Human induced pluripotent stem cells (hiPSCs) offer advantages for disease modeling and drug discovery. However, recreating innate cellular pathologies, particularly in late-onset neurodegenerative diseases with accumulated protein aggregates including Parkinson's disease (PD), has been challenging. To overcome this barrier, we developed an optogenetics-assisted α-synuclein (α-syn) aggregation induction system (OASIS) that rapidly induces α-syn aggregates and toxicity in PD hiPSC-midbrain dopaminergic neurons and midbrain organoids. Our OASIS-based primary compound screening with SH-SY5Y cells identified 5 candidates that were secondarily validated with OASIS PD hiPSC-midbrain dopaminergic neurons and midbrain organoids, leading us to finally select BAG956. Furthermore, BAG956 significantly reverses characteristic PD phenotypes in α-syn preformed fibril models in vitro and in vivo by promoting autophagic clearance of pathological α-syn aggregates.

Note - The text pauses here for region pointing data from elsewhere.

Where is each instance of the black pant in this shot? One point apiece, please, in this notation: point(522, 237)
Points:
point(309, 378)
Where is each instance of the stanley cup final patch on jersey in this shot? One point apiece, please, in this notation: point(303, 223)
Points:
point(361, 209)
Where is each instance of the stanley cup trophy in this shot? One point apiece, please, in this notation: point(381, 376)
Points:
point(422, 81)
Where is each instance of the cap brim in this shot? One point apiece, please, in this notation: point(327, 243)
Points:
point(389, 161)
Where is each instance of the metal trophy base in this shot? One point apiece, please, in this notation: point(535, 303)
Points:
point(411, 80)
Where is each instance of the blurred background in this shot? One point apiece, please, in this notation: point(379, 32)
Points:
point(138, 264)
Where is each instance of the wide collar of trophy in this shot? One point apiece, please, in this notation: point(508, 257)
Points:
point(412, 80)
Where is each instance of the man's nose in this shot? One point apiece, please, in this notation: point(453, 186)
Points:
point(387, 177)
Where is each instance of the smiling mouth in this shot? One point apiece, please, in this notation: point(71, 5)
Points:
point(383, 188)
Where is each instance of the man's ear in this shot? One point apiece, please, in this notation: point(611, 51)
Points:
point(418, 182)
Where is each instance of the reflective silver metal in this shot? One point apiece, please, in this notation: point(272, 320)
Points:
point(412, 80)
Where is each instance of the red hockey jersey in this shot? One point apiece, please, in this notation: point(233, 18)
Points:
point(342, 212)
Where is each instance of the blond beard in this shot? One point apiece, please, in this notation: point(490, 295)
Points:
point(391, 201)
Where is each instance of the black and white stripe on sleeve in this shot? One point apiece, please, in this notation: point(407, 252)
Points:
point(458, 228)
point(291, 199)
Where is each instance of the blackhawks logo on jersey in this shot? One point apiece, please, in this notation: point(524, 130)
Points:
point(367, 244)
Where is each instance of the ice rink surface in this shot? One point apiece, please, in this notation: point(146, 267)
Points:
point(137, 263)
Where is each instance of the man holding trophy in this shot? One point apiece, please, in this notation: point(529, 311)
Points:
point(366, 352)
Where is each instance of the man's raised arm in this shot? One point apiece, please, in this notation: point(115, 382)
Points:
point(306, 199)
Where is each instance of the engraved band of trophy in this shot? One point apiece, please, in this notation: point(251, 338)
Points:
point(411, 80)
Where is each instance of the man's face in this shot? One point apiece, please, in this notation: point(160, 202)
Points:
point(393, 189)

Following the FDA Modernization Act 2.0's emphasis on alternative non-animal testing methods, our OASIS can serve as an animal-free preclinical test model (newly termed "nonclinical test") for the synucleinopathy drug development.

摘要

人类诱导多能干细胞(hiPSCs)在疾病建模和药物发现方面具有优势。然而,重现先天细胞病理学,特别是在具有累积蛋白聚集体的迟发性神经退行性疾病中,如帕金森病(PD),一直具有挑战性。为了克服这一障碍,我们开发了一种光遗传学辅助的α-突触核蛋白(α-syn)聚集诱导系统(OASIS),该系统可快速诱导 PD hiPSC-中脑多巴胺能神经元和中脑组织球体中的α-syn 聚集和毒性。我们基于 OASIS 的 SH-SY5Y 细胞的初步化合物筛选确定了 5 种候选药物,并用 OASIS PD hiPSC-中脑多巴胺能神经元和中脑组织球体对其进行了二次验证,最终选择了 BAG956。此外,BAG956 通过促进病理性 α-syn 聚集体的自噬清除,显著逆转了体外和体内α-syn 原纤维模型中的典型 PD 表型。继 FDA 现代化法案 2.0 强调替代非动物测试方法之后,我们的 OASIS 可以作为神经突触核蛋白病药物开发的无动物临床前测试模型(新称为“非临床测试”)。